You only have to pick
up a tabloid these days, or any or the previous hundreds of days since the welfare
reform bill was mooted then framed, proposed and legislated (resulting in
disabled people getting booted) to know that disabled people and carers are the
scapegoats de jour.
Welfare reform sounds
so sensible, so necessary and so plausible, yet a quick scan of any number of
disability rights campaigning blogs or numerous pieces in Society Guardian and
others, will tell you the real, staggering and “inconvenient” truth.
Disabled people and
carers are being stripped of crucial benefits. Many are committing suicide, more die as they wait for their assessments telling them that they are fit and able to return to work.
Many more are left in abject poverty as they fail the tests
for the benefits which their conditions (and a decent society) make theirs by
right and makes our collective responsibility.
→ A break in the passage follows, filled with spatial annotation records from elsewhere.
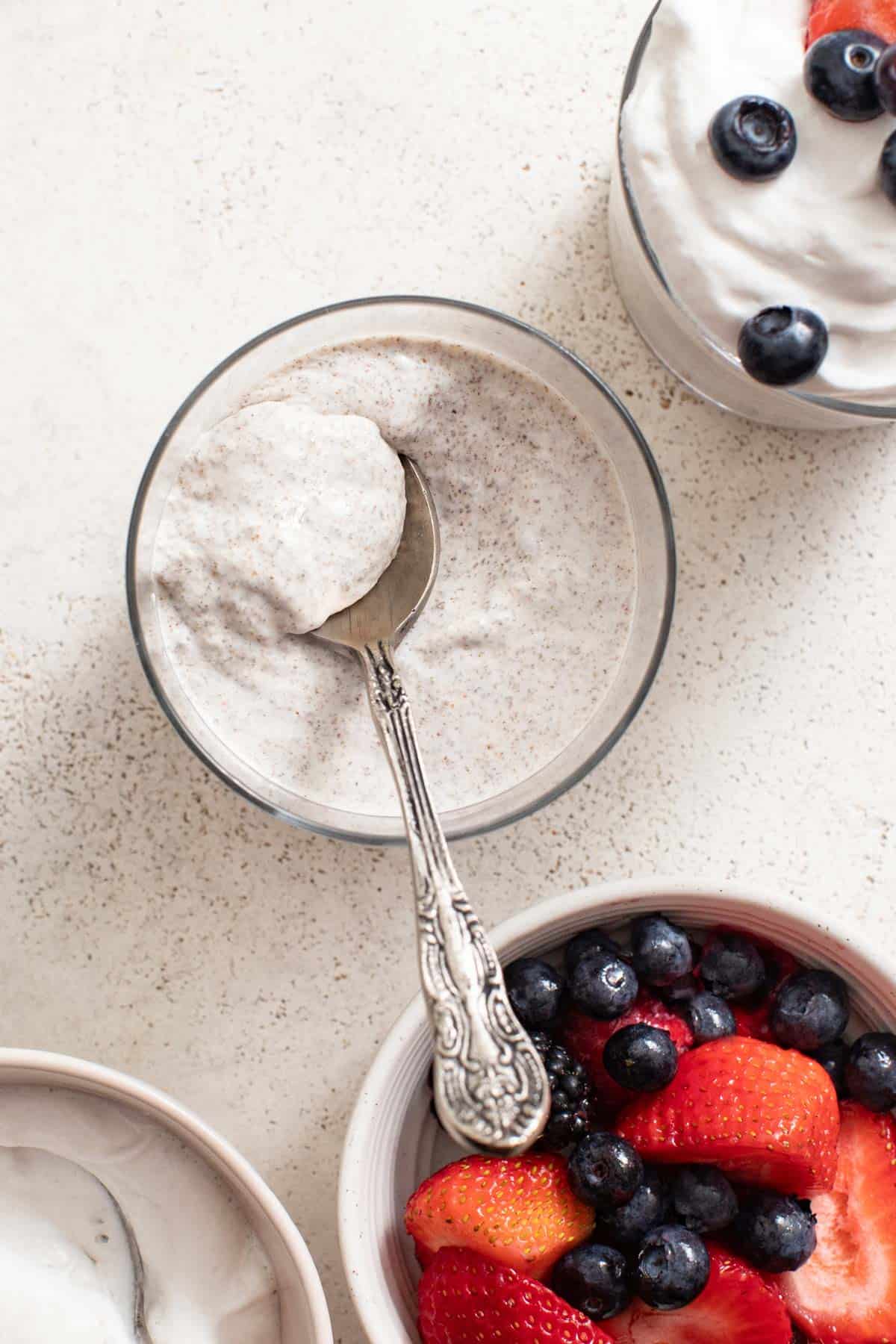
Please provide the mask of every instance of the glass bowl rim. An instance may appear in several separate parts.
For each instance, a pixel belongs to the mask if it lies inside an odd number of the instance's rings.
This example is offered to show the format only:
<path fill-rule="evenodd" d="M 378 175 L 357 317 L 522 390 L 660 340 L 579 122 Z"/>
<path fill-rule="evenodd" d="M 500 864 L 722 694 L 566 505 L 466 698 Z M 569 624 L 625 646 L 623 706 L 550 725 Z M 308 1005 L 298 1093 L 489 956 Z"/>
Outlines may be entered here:
<path fill-rule="evenodd" d="M 657 257 L 650 239 L 647 238 L 647 230 L 645 228 L 643 220 L 641 219 L 641 212 L 634 200 L 634 194 L 629 184 L 629 176 L 625 168 L 625 152 L 622 146 L 622 113 L 625 105 L 629 101 L 641 74 L 641 66 L 646 55 L 647 47 L 650 46 L 650 38 L 653 35 L 653 20 L 662 8 L 662 0 L 656 0 L 653 9 L 647 15 L 645 24 L 638 34 L 638 39 L 633 47 L 631 56 L 629 58 L 629 65 L 626 67 L 625 81 L 622 85 L 622 97 L 619 99 L 619 116 L 617 118 L 617 136 L 615 136 L 615 161 L 619 173 L 619 185 L 622 187 L 622 194 L 625 196 L 626 211 L 631 222 L 631 228 L 638 241 L 638 247 L 641 254 L 646 261 L 647 266 L 657 278 L 657 282 L 662 286 L 669 300 L 678 309 L 681 316 L 693 327 L 700 341 L 709 347 L 715 355 L 721 356 L 728 363 L 733 363 L 739 367 L 736 362 L 732 362 L 731 352 L 720 345 L 711 335 L 707 332 L 700 323 L 693 317 L 693 314 L 684 306 L 678 300 L 674 290 L 669 285 L 669 281 L 662 273 L 662 266 L 660 265 L 660 258 Z M 747 376 L 747 375 L 744 375 Z M 676 374 L 676 378 L 678 375 Z M 681 380 L 681 379 L 680 379 Z M 699 391 L 699 388 L 697 388 Z M 818 406 L 823 410 L 837 411 L 841 415 L 853 415 L 856 419 L 877 419 L 877 421 L 893 421 L 896 419 L 896 406 L 869 406 L 864 402 L 848 402 L 840 396 L 826 396 L 821 392 L 801 392 L 793 387 L 768 387 L 768 392 L 776 394 L 782 398 L 790 398 L 791 401 L 803 402 L 807 406 Z M 700 394 L 701 396 L 705 394 Z"/>
<path fill-rule="evenodd" d="M 161 684 L 161 679 L 156 673 L 153 660 L 144 638 L 144 625 L 140 616 L 140 602 L 137 597 L 137 539 L 140 534 L 140 526 L 142 521 L 144 508 L 149 497 L 153 478 L 156 470 L 165 454 L 165 450 L 173 438 L 175 433 L 180 427 L 181 422 L 192 407 L 201 399 L 206 391 L 218 382 L 218 379 L 226 374 L 230 368 L 239 363 L 251 351 L 259 348 L 269 340 L 274 340 L 277 336 L 296 327 L 305 325 L 314 321 L 316 319 L 329 316 L 332 313 L 347 312 L 360 308 L 383 306 L 391 308 L 403 304 L 420 304 L 423 306 L 431 308 L 455 308 L 462 312 L 474 313 L 478 317 L 490 319 L 512 329 L 521 331 L 528 336 L 536 337 L 536 340 L 544 341 L 551 349 L 562 355 L 570 364 L 572 364 L 596 390 L 602 394 L 610 407 L 617 413 L 617 417 L 622 422 L 623 427 L 629 433 L 629 438 L 634 448 L 641 454 L 642 462 L 647 470 L 650 484 L 653 485 L 657 505 L 660 508 L 660 515 L 662 519 L 664 531 L 664 554 L 665 554 L 665 569 L 666 569 L 666 585 L 665 595 L 662 602 L 662 616 L 660 620 L 660 629 L 657 638 L 647 661 L 647 667 L 642 673 L 641 681 L 638 683 L 637 691 L 631 698 L 625 714 L 621 716 L 615 727 L 598 743 L 594 751 L 591 751 L 584 761 L 582 761 L 574 770 L 571 770 L 563 780 L 551 785 L 551 788 L 544 789 L 535 800 L 514 806 L 510 812 L 493 818 L 486 823 L 470 821 L 461 828 L 450 828 L 451 840 L 466 840 L 474 836 L 488 835 L 490 831 L 497 831 L 508 825 L 513 825 L 523 817 L 532 816 L 541 808 L 553 802 L 568 789 L 579 784 L 591 770 L 599 765 L 599 762 L 613 750 L 617 742 L 629 730 L 631 723 L 638 715 L 643 702 L 646 700 L 650 688 L 656 680 L 657 672 L 660 671 L 660 664 L 662 663 L 662 656 L 669 641 L 669 632 L 672 629 L 672 616 L 674 610 L 676 601 L 676 586 L 677 586 L 677 552 L 674 542 L 674 526 L 672 519 L 672 507 L 669 504 L 669 497 L 666 488 L 657 465 L 657 461 L 650 450 L 650 446 L 643 437 L 641 429 L 638 427 L 634 417 L 619 399 L 619 396 L 613 391 L 613 388 L 591 370 L 578 355 L 567 349 L 560 341 L 555 340 L 547 332 L 540 331 L 537 327 L 532 327 L 529 323 L 524 323 L 517 317 L 510 317 L 506 313 L 501 313 L 497 309 L 486 308 L 481 304 L 472 304 L 461 298 L 439 298 L 429 294 L 384 294 L 384 296 L 369 296 L 364 298 L 348 298 L 334 304 L 325 304 L 320 308 L 309 309 L 305 313 L 300 313 L 296 317 L 287 317 L 282 323 L 277 323 L 274 327 L 266 328 L 259 332 L 258 336 L 253 336 L 250 340 L 244 341 L 230 355 L 227 355 L 220 363 L 218 363 L 211 372 L 208 372 L 185 396 L 180 403 L 175 414 L 168 421 L 165 429 L 159 437 L 156 446 L 152 450 L 149 461 L 144 468 L 140 485 L 137 488 L 137 495 L 134 497 L 134 504 L 130 512 L 130 521 L 128 526 L 128 540 L 125 551 L 125 593 L 128 599 L 128 617 L 130 621 L 130 632 L 137 648 L 137 656 L 140 657 L 144 675 L 149 681 L 153 695 L 156 696 L 161 710 L 164 711 L 168 722 L 175 728 L 177 735 L 183 742 L 199 757 L 201 763 L 207 770 L 211 770 L 216 778 L 232 789 L 240 798 L 247 802 L 254 804 L 261 808 L 269 816 L 277 817 L 281 821 L 286 821 L 289 825 L 297 827 L 301 831 L 308 831 L 313 835 L 322 835 L 330 840 L 351 840 L 356 844 L 365 845 L 400 845 L 406 844 L 403 835 L 396 836 L 380 836 L 380 835 L 363 835 L 359 831 L 349 831 L 339 825 L 328 825 L 325 823 L 309 821 L 308 818 L 300 816 L 294 812 L 287 812 L 283 808 L 277 806 L 277 804 L 269 802 L 254 793 L 250 788 L 231 775 L 226 769 L 218 765 L 218 762 L 206 751 L 206 749 L 196 741 L 193 734 L 189 731 L 185 723 L 181 722 L 180 715 L 175 710 L 173 704 L 169 702 L 165 689 Z M 541 767 L 544 769 L 544 767 Z M 539 771 L 536 771 L 539 773 Z M 529 778 L 532 778 L 529 775 Z M 521 781 L 524 782 L 524 781 Z M 509 790 L 505 790 L 509 792 Z M 330 812 L 339 812 L 337 808 L 330 808 Z M 466 810 L 466 809 L 457 809 Z M 345 813 L 345 816 L 361 816 L 361 813 Z"/>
These benefits are often in work benefits, enabling disabled people to do just what we all want to do- work and live.
Not even Margaret
Thatcher in her tub-thumping, union clumping and fat cat plumping zenith, would
have dreamed of this.
So there we have it, canon fodder for these days of austerity presents itself as the most vulnerable
people in society. As determined by those paid to protect their rights..
I have a proposal for
any disabled people and carers out there who see the cracks in the ground
appear and find a shiny faced and slavering, earnestly emoting candidate, darkening their door.
Tell them this, either
you won’t oblige or if you feel less hard hearted tell them you might, if they
first autograph a small pledge which you feel may be important to your future
and the futures of approximately 11,000,000 of your fellow citizens:
“I the undersigned
pledge to endeavour not just to forget disabled people and carers once the
election is over but instead, agree to add my name to a list of MPs who are in
agreement that no policy which directly affects disabled people and carers
should henceforth be drawn up, without disabled people and carers being involved.
I call for a committee
of independent disability rights campaigners and groups (with no financial input from
government) to be a working group who will oversee all policy decisions
directly addressing disabled people and carers, in the future.
I also agree to be
held accountable if the aforementioned group is not assembled within 3 months
of my election.
Because I actually do
care and this is just the sort of thing that made me want to be an MP in the
first place”
So there it is a small
pledge in exchange for free PR seems like a good bargain to me.
If they have forgotten
or intend to forget, then I feel there is no harm in reminding all candidates
that really they work for us, all of us, every single day. Nor does it hurt to remind them all that their minds, so full of ameliorating promises, are not immeasurably superior to anyone.